Political and diplomatic clearances are, therefore, required by the Indian teams before participation in the international tournaments and forums. The Court pointed out that no State Government has the competence or the jurisdiction to undertake such exercise, which is the sole prerogative of the Union Government.

In another Public Interest Litigation No.195/2010 in the matter of Rahul Mehra Vs. Union of India and Others, the Hon‘ble Delhi High Court took a serious view on the mismanagement of the Sports Sector in the country and expressed deep concern at the inaction on the part of the Government in implementing and enforcing its own guidelines,particularly those relating to age and tenure.

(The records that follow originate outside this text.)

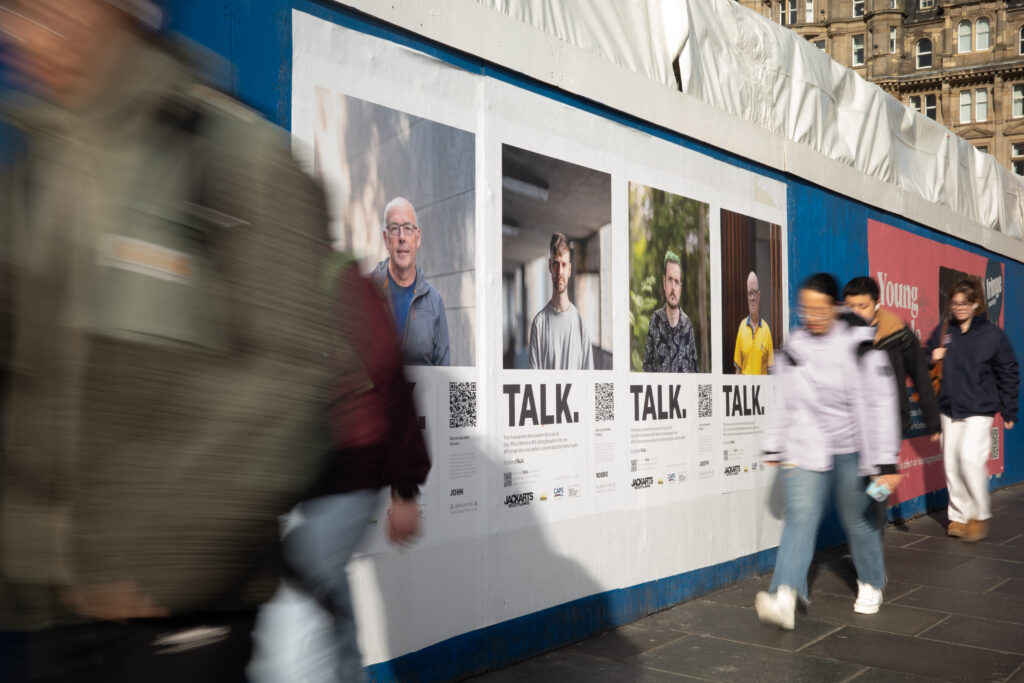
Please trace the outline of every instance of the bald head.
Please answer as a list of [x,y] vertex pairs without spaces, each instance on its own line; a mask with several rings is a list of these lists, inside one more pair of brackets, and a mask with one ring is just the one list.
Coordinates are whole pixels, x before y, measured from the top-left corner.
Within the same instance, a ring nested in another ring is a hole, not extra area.
[[750,313],[750,322],[757,325],[761,320],[761,288],[754,271],[747,275],[747,310]]

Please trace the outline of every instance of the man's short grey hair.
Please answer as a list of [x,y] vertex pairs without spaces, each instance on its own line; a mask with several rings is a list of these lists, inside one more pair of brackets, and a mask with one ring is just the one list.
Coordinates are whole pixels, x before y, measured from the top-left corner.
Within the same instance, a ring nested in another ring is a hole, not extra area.
[[388,229],[388,214],[391,213],[392,209],[397,209],[400,206],[408,206],[409,209],[413,213],[416,213],[416,207],[412,205],[412,202],[410,202],[405,197],[395,197],[390,202],[388,202],[387,206],[384,207],[384,229],[385,230]]

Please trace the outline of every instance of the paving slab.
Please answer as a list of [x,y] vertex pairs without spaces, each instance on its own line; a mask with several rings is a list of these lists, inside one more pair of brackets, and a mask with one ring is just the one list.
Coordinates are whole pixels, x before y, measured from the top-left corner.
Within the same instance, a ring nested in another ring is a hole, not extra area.
[[1024,655],[1024,624],[954,614],[924,631],[920,636],[930,640]]
[[[991,539],[992,536],[989,536]],[[1004,541],[1011,537],[1007,535]],[[942,553],[943,555],[958,555],[961,557],[988,557],[993,560],[1007,560],[1009,562],[1020,562],[1024,564],[1024,548],[999,545],[995,541],[980,543],[965,543],[953,538],[925,538],[920,543],[912,546],[913,550]]]
[[889,527],[885,530],[885,535],[882,536],[882,545],[887,548],[902,548],[911,543],[917,543],[922,538],[928,538],[928,536],[909,531],[898,531],[893,527]]
[[602,633],[573,645],[571,649],[577,654],[621,662],[683,637],[679,631],[659,628],[652,624],[651,619],[652,617],[648,617],[614,631]]
[[[889,580],[984,593],[1002,583],[1006,578],[1005,572],[1016,570],[1016,566],[1008,567],[1007,563],[987,565],[986,562],[997,562],[997,560],[984,560],[984,558],[964,558],[967,562],[955,569],[938,569],[928,563],[931,555],[932,553],[927,556],[917,553],[912,558],[891,558],[887,552],[885,570]],[[995,571],[997,568],[1002,569],[1004,574],[997,574]]]
[[660,628],[677,632],[704,634],[790,651],[799,650],[838,628],[831,622],[802,617],[797,619],[796,628],[792,631],[766,626],[757,620],[753,601],[748,607],[737,607],[697,600],[665,610],[650,619],[655,620]]
[[949,681],[1004,680],[1024,662],[1021,655],[853,627],[828,636],[804,652]]
[[1024,599],[1024,579],[1007,579],[989,592]]
[[931,678],[930,676],[915,676],[899,671],[868,667],[852,678],[850,683],[934,683],[941,680],[941,678]]
[[815,595],[807,607],[807,617],[905,635],[920,633],[945,618],[943,614],[905,607],[892,602],[883,603],[877,614],[858,614],[853,611],[853,602],[854,596],[840,598],[824,593]]
[[922,586],[919,590],[894,600],[893,604],[1024,624],[1024,600],[1003,595],[979,595],[966,591]]
[[770,584],[771,574],[765,574],[764,576],[759,576],[756,579],[743,581],[735,586],[729,586],[728,588],[723,588],[709,595],[705,595],[704,599],[711,602],[721,602],[727,605],[752,608],[754,606],[754,598],[757,596],[757,592],[768,590]]
[[686,636],[627,661],[711,681],[758,683],[843,681],[862,668],[827,657],[698,635]]
[[470,680],[476,683],[679,683],[687,679],[678,674],[562,649]]
[[[906,581],[889,581],[885,585],[885,600],[890,601],[901,595],[906,595],[920,585]],[[821,593],[848,597],[852,600],[857,597],[857,579],[853,576],[846,577],[831,571],[820,571],[811,581],[810,589],[812,601],[816,600],[817,596]]]

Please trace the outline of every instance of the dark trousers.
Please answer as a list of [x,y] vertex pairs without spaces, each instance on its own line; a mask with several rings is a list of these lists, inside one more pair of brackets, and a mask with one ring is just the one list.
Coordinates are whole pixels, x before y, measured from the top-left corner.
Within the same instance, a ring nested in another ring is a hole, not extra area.
[[65,626],[0,643],[0,683],[245,683],[255,612]]

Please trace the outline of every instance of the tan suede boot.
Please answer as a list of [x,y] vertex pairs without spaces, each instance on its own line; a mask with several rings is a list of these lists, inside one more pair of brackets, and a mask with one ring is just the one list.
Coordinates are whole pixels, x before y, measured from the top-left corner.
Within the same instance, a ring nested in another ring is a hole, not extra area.
[[967,525],[963,522],[950,522],[946,527],[946,535],[953,538],[962,538],[967,533]]
[[977,543],[988,536],[988,520],[972,519],[967,522],[967,531],[961,538],[968,543]]

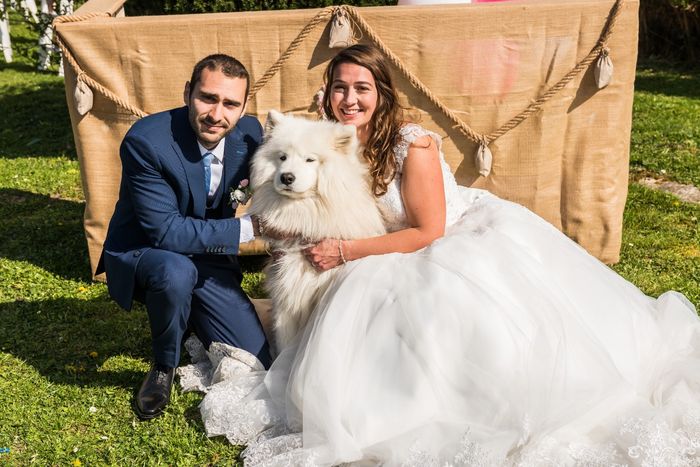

The gist of important new initiatives taken by the Government is indicated hereunder. These have been suitably incorporated in the subsequent paragraphs of Guidelines by replacing the existing provisions and/or adding the new provisions. The new provisions supersede the earlier provisions in the 2001 Guidelines:

Gist of new initiatives taken by Government in the recent past:

1. Restoring the limits on duration of tenure of office bearers of Indian Olympic Association and all recognized National Sports Federations. (Annexure-XIII)

2. Guidelines for Good governance in the context of Basic Universal Principle of Good Governance of Olympic and
Sports Movement‖. (Annexure-XIV)

3. Annual recognition of National Sports Federations.(Annexure-XV)

4. Measures to combat fraud in age of players. (AnnexureXVI)

5. Prevention of sexual harassment of women in sports, etc.(Annexure-XVII)

6. Notifying IOA and NSFs as Public Authority under Right to Information Act. (Annexure –XVIII)

7. Drawal of advance calendar of sporting events both national and international. (Annexure-XIX)

8. National Anti-Doping Rules notified vide gazette notification no 21-4/2008-ID dated 5th February, 2010

9. Guidelines for efficient management of Coaching Camps, Selection of Coaches, Selection of Athletes, etc.

10. Representation of Indian Nationals only, in National Teams (Annexure-XXII)

Objectives of Guidelines

The objective of these Guidelines are three fold:

1. Firstly to define the areas of responsibility of the various agencies involved in the promotion and development of sports.

2. Secondly, to identify NSFs eligible for coverage under these guidelines, to set priorities, and to detail the procedures to be followed by the Federations, to avail of Government sponsorship and assistance.

3. And Lastly, To state the conditions for eligibility to receive government recognition and grant.